介護サービスは「元気なうち」から使うのが正解

結論から言います。

介護サービスは、親御さんが元気なうちから少しずつ使うのが正解です。

多くの方は「自分でできるうちは、なるべく使わないほうがいい」と考えます。でも、現場で見てきた答えは逆でした。

Xで37万回以上読まれた投稿があります。5年間お母さんを介護し、続けてお父さんも介護した女性の言葉です。

(X / @tattsun_cw さんの投稿より)

引用:Xの投稿

「できるうちからサービスを使い、他人のお世話になることに慣れてもらう」

この方は、お母さんの時は「まだ大丈夫」と家族だけで介護を続けました。けれど、いざサービスが必要になった時、お母さんは知らない人の世話をどうしても受け入れられませんでした。

一方、お父さんの時は、まだ自分でできることが多い段階からヘルパーやデイサービスを使いました。その結果、最後は施設入居までスムーズに進んだそうです。

しやに
しやに

私が訪問してきたご家庭でも、ぎりぎりまで家族だけで抱えたお宅ほど、いざという時に大きく揺れます。早く始めた家ほど、慌てずに済んでいました。

介護サービスを早めに使う5つの理由

介護サービスを早めに使う5つの理由

なぜ「早め」がいいのか。理由は5つあります。

親御さんが「他人に頼ること」に慣れられる

人は知らない相手に体を預けることに抵抗があります。これは年齢を重ねるほど強くなります。

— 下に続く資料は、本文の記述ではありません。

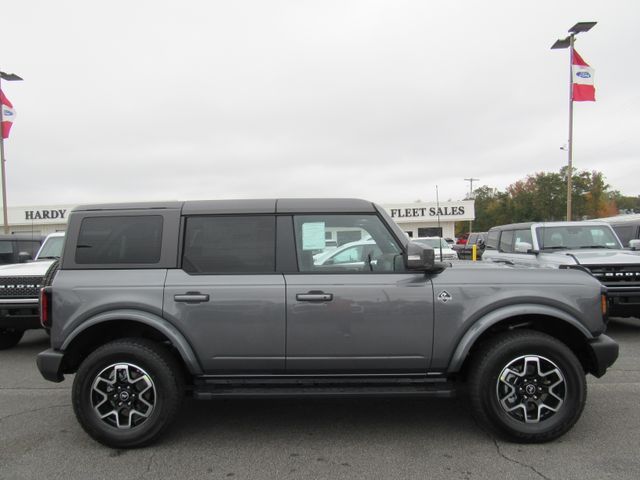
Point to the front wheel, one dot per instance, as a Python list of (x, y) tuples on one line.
[(9, 338), (527, 385), (127, 392)]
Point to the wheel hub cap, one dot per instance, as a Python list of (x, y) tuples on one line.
[(531, 389), (123, 395)]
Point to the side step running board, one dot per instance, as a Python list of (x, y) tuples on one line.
[(208, 392)]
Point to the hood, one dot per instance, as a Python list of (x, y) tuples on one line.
[(32, 269), (595, 257)]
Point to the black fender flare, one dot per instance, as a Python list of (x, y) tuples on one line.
[(492, 318), (154, 321)]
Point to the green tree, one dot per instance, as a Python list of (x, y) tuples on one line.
[(543, 197)]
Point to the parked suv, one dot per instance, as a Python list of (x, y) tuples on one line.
[(19, 288), (591, 246), (224, 299)]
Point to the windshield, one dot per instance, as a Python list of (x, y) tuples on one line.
[(433, 242), (576, 236), (52, 248)]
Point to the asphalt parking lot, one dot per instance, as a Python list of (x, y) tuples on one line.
[(314, 439)]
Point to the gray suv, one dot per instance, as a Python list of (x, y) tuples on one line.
[(231, 299)]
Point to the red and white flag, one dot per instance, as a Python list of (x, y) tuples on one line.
[(582, 80), (8, 115)]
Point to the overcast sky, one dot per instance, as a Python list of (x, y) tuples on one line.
[(148, 100)]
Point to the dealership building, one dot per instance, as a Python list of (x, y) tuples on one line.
[(419, 219)]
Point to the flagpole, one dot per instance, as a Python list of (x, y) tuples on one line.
[(4, 176), (570, 146)]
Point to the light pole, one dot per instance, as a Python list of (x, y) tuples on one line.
[(471, 180), (10, 77), (560, 44)]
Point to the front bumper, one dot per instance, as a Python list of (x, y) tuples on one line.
[(604, 352), (50, 365)]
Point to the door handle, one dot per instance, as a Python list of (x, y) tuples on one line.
[(191, 297), (314, 297)]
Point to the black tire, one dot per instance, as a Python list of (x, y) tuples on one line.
[(165, 394), (9, 338), (494, 389)]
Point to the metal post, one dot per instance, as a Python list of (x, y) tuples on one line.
[(4, 179), (570, 143), (471, 180)]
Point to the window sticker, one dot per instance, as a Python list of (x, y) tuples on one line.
[(313, 237)]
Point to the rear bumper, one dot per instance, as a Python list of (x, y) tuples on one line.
[(50, 365), (604, 352)]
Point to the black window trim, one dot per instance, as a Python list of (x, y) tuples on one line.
[(183, 233)]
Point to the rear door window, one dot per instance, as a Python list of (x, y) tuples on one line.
[(229, 244)]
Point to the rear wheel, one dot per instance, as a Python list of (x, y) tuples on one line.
[(127, 392), (527, 386), (9, 338)]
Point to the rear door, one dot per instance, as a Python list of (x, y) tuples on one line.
[(365, 316), (226, 297)]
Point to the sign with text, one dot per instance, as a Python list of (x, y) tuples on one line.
[(429, 212)]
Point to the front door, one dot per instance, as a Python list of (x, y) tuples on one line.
[(353, 309)]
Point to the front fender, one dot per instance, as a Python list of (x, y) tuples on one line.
[(496, 316), (154, 321)]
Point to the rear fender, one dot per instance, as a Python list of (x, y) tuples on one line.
[(154, 321)]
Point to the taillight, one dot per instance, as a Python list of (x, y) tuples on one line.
[(45, 307)]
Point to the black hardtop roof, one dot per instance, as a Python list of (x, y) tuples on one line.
[(21, 236), (285, 205)]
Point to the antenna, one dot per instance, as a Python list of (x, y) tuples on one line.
[(439, 227)]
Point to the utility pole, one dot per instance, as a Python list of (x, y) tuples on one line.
[(471, 180), (9, 77), (568, 42)]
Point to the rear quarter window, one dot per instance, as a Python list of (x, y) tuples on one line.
[(110, 240)]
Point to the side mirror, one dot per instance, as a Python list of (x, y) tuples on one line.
[(419, 257), (523, 247), (24, 257)]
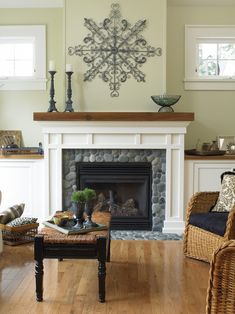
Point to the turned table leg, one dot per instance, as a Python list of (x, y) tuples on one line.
[(38, 256), (101, 249)]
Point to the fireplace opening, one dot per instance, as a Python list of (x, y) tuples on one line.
[(122, 188)]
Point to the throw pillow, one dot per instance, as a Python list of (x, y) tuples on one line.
[(11, 213), (226, 199), (22, 221)]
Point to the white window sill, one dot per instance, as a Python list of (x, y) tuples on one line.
[(23, 84), (209, 84)]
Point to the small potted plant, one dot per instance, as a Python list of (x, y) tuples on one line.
[(90, 196), (78, 203)]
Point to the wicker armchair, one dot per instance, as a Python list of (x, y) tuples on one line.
[(199, 243), (221, 287)]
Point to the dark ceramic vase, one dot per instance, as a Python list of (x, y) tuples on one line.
[(88, 223), (78, 210)]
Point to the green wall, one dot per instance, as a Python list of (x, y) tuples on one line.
[(17, 107), (214, 110), (133, 96)]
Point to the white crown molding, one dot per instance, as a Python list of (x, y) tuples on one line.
[(21, 4), (212, 3)]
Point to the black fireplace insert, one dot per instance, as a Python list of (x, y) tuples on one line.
[(125, 189)]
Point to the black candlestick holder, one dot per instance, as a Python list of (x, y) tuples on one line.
[(69, 107), (52, 103)]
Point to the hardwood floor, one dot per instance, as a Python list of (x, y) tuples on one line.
[(142, 277)]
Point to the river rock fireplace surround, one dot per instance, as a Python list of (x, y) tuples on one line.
[(120, 131)]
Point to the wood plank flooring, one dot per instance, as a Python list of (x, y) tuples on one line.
[(142, 277)]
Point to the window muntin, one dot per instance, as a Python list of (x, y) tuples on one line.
[(23, 57), (17, 57), (216, 59), (209, 57)]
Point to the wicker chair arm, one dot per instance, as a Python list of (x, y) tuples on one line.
[(221, 288)]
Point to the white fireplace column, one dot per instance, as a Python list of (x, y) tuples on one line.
[(168, 135)]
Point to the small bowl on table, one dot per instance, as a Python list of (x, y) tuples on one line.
[(60, 220), (166, 101)]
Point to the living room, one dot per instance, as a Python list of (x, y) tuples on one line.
[(114, 118)]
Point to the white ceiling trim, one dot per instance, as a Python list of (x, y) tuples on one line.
[(12, 4), (201, 2)]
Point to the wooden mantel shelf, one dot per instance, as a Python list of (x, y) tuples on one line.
[(113, 116)]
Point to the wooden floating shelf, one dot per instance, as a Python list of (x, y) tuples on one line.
[(113, 116)]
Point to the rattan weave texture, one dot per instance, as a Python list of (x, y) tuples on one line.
[(198, 243)]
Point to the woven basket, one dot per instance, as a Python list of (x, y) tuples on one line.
[(20, 234)]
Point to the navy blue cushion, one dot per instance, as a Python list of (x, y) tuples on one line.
[(214, 222)]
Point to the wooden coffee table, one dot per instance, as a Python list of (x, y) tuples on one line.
[(50, 243)]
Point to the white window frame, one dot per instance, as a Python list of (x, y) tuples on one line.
[(194, 34), (38, 81)]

元気なうちから少しずつ関わっておくと、「この人なら大丈夫」という安心が育ちます。本当に助けが必要になった時、すんなり受け入れられます。

どんなサービスがあるかは、デイサービスとは?目的や使い方をやさしく解説で確認できます。

家族が抱え込まず、共倒れを防げる

介護は、始まると一気に時間を奪います。気づくと、家族が自分の予定を全部けずっていることがあります。

早めにサービスを入れておくと、その負担を分け合えます。あなたが倒れてしまっては、介護は続きません。

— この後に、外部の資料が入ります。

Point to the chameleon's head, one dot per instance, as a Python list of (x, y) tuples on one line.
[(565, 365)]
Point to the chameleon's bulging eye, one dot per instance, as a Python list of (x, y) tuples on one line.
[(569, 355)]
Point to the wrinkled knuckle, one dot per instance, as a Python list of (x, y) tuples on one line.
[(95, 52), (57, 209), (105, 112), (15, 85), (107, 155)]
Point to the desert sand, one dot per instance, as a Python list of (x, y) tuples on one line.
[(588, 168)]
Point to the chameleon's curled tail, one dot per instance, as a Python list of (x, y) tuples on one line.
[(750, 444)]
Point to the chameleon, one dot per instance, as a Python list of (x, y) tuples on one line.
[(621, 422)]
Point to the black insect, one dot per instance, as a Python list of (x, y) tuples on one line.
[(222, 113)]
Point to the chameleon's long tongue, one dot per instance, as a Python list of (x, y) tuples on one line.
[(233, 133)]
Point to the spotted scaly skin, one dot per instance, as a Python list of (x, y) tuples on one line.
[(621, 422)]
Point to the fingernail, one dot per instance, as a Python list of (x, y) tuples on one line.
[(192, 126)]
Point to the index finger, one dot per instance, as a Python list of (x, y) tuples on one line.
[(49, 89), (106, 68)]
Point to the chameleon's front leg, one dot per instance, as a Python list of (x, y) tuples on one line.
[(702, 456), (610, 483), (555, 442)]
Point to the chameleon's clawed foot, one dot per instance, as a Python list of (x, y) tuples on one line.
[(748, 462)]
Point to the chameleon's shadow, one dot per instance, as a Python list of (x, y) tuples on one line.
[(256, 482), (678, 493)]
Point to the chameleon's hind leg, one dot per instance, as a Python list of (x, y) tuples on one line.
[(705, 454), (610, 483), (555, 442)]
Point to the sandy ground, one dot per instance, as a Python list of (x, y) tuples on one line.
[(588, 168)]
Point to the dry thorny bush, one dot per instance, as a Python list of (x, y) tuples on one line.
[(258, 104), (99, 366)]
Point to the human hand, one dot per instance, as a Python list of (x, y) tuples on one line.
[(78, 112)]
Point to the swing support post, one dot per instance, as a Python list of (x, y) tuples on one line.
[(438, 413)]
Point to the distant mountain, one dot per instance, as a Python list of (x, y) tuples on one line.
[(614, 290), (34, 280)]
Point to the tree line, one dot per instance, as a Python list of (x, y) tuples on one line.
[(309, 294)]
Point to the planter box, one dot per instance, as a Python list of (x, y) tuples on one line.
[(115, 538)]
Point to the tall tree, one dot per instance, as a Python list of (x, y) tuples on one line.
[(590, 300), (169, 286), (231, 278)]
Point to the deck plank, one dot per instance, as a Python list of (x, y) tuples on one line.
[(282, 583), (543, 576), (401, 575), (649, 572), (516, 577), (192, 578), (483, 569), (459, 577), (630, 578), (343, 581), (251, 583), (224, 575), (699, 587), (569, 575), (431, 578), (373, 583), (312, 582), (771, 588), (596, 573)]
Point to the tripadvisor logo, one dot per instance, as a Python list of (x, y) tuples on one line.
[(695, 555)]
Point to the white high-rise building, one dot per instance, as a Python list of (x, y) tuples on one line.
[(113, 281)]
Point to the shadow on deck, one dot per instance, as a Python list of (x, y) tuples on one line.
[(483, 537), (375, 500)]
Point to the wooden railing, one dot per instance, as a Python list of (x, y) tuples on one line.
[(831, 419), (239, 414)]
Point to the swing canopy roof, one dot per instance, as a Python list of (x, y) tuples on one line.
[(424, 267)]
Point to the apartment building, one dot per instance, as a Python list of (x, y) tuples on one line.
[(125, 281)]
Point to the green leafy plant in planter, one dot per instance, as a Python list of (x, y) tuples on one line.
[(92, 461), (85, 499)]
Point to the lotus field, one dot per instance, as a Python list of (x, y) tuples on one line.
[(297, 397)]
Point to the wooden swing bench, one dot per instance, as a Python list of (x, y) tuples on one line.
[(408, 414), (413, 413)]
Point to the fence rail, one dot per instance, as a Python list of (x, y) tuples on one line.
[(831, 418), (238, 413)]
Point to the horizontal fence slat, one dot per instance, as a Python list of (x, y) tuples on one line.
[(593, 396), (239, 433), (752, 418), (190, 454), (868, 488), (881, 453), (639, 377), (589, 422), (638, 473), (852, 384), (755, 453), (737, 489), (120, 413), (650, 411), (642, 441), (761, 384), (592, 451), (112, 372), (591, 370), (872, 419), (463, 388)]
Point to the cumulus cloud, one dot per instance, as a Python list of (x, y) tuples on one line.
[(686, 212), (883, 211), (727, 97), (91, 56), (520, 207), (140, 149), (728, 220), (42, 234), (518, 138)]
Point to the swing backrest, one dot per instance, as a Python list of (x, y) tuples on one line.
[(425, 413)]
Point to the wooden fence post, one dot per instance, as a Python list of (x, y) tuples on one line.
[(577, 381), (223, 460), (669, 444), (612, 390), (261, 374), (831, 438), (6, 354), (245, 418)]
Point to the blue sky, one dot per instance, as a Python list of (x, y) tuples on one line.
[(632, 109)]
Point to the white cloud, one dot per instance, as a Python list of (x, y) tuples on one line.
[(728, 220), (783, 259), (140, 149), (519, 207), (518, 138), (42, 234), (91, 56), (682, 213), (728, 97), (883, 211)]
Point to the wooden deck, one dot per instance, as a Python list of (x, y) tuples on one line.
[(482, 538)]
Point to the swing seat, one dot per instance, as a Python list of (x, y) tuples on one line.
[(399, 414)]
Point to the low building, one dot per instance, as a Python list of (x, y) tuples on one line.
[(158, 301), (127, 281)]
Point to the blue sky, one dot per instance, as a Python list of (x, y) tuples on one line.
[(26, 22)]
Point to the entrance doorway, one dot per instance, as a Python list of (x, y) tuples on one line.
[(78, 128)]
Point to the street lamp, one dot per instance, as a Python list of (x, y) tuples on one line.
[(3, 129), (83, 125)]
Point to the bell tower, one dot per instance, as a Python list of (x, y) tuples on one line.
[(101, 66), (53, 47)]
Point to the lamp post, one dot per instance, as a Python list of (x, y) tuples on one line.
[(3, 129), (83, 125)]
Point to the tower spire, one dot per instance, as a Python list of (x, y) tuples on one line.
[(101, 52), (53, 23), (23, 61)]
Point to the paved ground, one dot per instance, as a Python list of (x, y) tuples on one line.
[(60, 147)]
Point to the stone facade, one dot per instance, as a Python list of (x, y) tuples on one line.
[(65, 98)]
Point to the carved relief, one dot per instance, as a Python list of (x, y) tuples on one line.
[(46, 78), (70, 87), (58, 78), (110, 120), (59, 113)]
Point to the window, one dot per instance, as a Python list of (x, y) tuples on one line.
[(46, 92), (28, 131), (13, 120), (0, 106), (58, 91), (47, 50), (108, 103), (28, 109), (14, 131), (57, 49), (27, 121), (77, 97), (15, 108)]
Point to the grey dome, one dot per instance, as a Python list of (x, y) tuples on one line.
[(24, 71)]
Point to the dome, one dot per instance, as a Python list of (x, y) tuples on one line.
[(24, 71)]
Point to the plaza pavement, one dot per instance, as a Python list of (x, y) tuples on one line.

仕事を続けながら介護したい方は、仕事と介護は両立できる!介護離職を防ぐ5つのコツと支援制度4つ もあわせて読んでみてください。

しやに
しやに

「自分が我慢すればいい」と頑張る方ほど、心配です。頼ることは、わがままではありません。

「できること」を保て、自立を長く残せる

これは理学療法士として、いちばん伝えたいことです。

人の体は、使わないと驚くほど早く衰えます。家族が良かれと思って全部やってあげると、かえって「できること」が減っていきます。

デイサービスやリハビリを早めに使うと、歩く・動く機会が保てます。結果として、自分でできる時間が長く続きます。

急に体調が悪化したとき、移りやすくなる

介護は、ある日とつぜん体調が悪くなることがあります。

先にケアマネージャーやサービスとつながっていれば、すぐに動けます。ゼロから探す状態だと、間に合わないことがあります。

体調や生活の変化が見えてきたら、在宅介護の限界サインと共倒れを防ぐタイミングもあわせて読んでおくと安心です。

相談できる専門職とのつながりが先にできる

早く動く最大のメリットは、「相談できる人」が先にできることです。

ケアマネージャーや事業所とつながっておけば、困った時にすぐ聞けます。介護は、知っているかどうかで負担が大きく変わります。

しやに
しやに

私たち専門職は、早く出会えた家族ほど、たくさんお手伝いできます。「まだ早いかな」で連絡をくれた方を、断ったことは一度もありません。

いつから使う?介護サービスの始めどきサイン6つ

いつから使う?介護サービスの始めどきサイン6つ

では、具体的にいつから動けばいいのか。次のサインが一つでも出たら、始めどきです。

介護サービスの始めどきサイン
  • 要支援・要介護の認定を受けた、または受けられそう
  • 同じことを何度も聞くようになった
  • 薬の飲み忘れ、火の消し忘れが増えた
  • 家族が自分の予定をけずって世話をする
  • 親が「まだ大丈夫」と世話を強く断る
  • 遠くに住んでいて様子が見えず不安

もの忘れだけでなく、急に怒りっぽくなる、人が変わったように感じる時は、【理学療法士18年が解説】認知症で親の性格が変わった?怒りっぽくなる理由3つと家族の対応5選 もあわせて読んでみてください。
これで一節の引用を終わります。